While, for many, Winter’s major celebrations have come and gone, others are still celebrating — in ways lavish or cozy – whether by giving and receiving gifts on the 12 days that have just begun, or by simply relaxing together with a little time off from work and school.

Either way, there is hardly a better time to enjoy a book, the most beloved of which provide beauty and provoke thought in a measure that far surpasses their price. I’ve uncovered a few wonderful books for children that share a message of stewardship and of slowing down. In my next blog post, I’ll do the same for adults.

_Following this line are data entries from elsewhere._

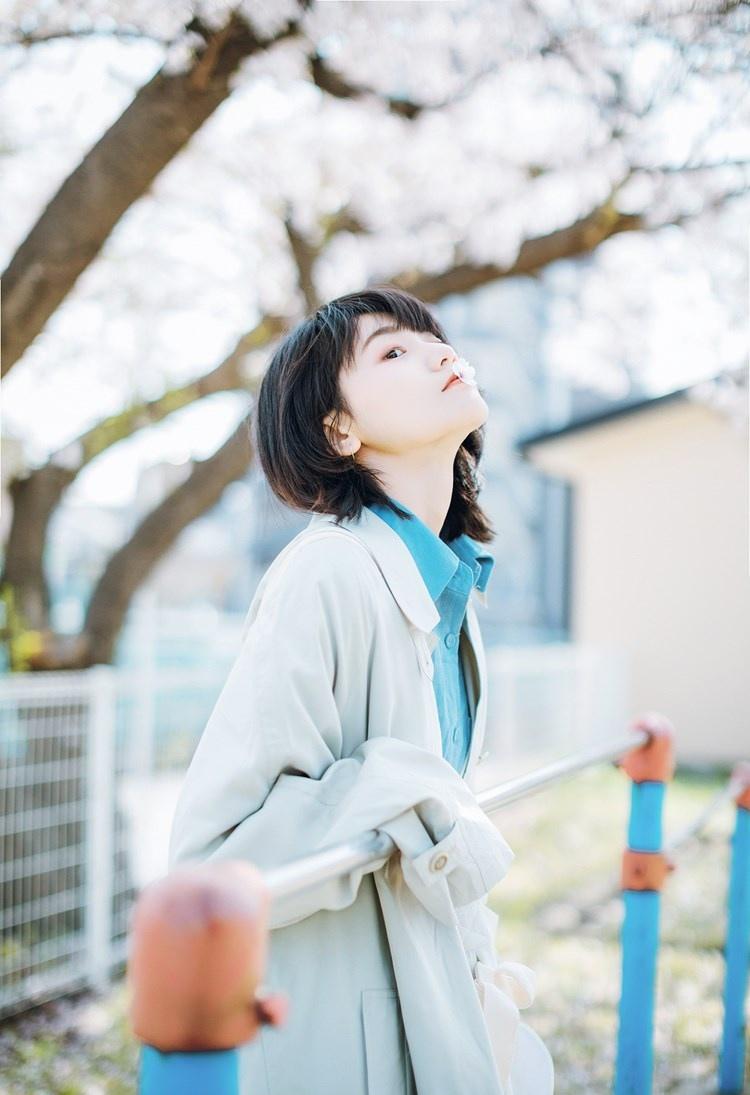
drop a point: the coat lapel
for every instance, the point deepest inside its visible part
(406, 585)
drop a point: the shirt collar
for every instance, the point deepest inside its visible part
(437, 558)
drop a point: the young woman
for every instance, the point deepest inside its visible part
(358, 701)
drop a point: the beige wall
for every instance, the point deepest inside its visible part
(660, 564)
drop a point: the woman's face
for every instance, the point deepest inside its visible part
(395, 392)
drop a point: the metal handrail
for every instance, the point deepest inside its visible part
(302, 874)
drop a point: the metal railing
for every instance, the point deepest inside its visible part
(646, 756)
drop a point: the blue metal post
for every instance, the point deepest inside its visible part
(211, 1070)
(737, 955)
(644, 869)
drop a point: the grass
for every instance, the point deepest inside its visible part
(560, 913)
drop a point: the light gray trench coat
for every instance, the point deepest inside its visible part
(327, 726)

All in a Day, by Cynthia Rylant and Nikki McClure, is a very sweet and beautiful book that illustrates some of the simple things that can be done in a day – planting a seed, gazing at the sky. With pleasing rhymes and gentle and lovely two-color cut out illustrations, the message becomes clear, though never heavy-handed: A day is a gift, full of possibility, companionship and simple beauty. This is a book to be read again and again.

The message is somewhat similar in One Morning in Maine, by Robert McCloskey, an older sweet favorite that follows a girl, her father, and her little sister for a day of boating and clamming on Maine’s shore, only to lose a tooth and have the day go a little differently, but no less adventurously, than planned. It’s a lovely, gentle book (as are McCloskey’s other titles) that’s full of wonder, both of the natural world and in the relationships that pepper a family’s life.

The setting in Jason Chin’s new book, Redwoods, is the U.S.’s west coast, where a boy emerges from a city subway into an ancient, and awe-inspiring redwood forest. Chin offers an adventure story and a lot off information, along with great watercolor illustrations that capture the misty beauty and intensity of these giant trees.

A lot of older children are appropriately concerned about the environment and wondering how they can contribute toward making things better. Heroes of the Environment: True Stories of People Who Help Protect Our Planet,
by Harriet Rohmer, offers a dozen inspiring tales about real people, of all ages, who decided to truly make a difference in their world. They include a teenage girl who acted to remove an industrial pollutant from the Ohio River and a teenage boy who helped his state recycle electronic waste and keep it out of the landfill. Photos and illustrations help carry the stories, which let readers know that they can each have an impact.

Two very lovely and colorful tried-and-true books help children understand the cycle of nature in the garden: Lois Ehlert’s Planting a Rainbow and Ruth Heller’s The Reason for a Flower. Both are brightly illustrated, and simply and wonderfully show nature’s variety and the way each aspect of the ecosystem helps one another.

Aunt Ippy’s Museum of Junk, by Rodney Alan Greenblat, features the highly original Aunt Ippy, an early recycler and highly creative individual who never met an object she couldn’t make something useful and fun from. This is a delightful book, brimming with wonder, resourcefulness and an offbeat style of cheer that speaks to the free spirit in a lot of kids.

Marilyn Singer’s On The Same Day in March: A Tour of the World’s Weather takes readers on a round-the-world tour at a time of year when dramatic and contrasting weather events are occurring. Bold illustrations and simple prose help explain how and why different types of weather occur on the same day, and also help make the planet feel a little more familiar and connected.

Happy exploring through books!

My criteria for a green holiday gift? Items meet all or most of the following: Promotes nature play or care of the earth, Uses all or mostly natural ingredients, Fosters hours of open-ended creative play,  Doesn’t use extraneous plastic or other wrapping, Doesn’t break the bank to buy it.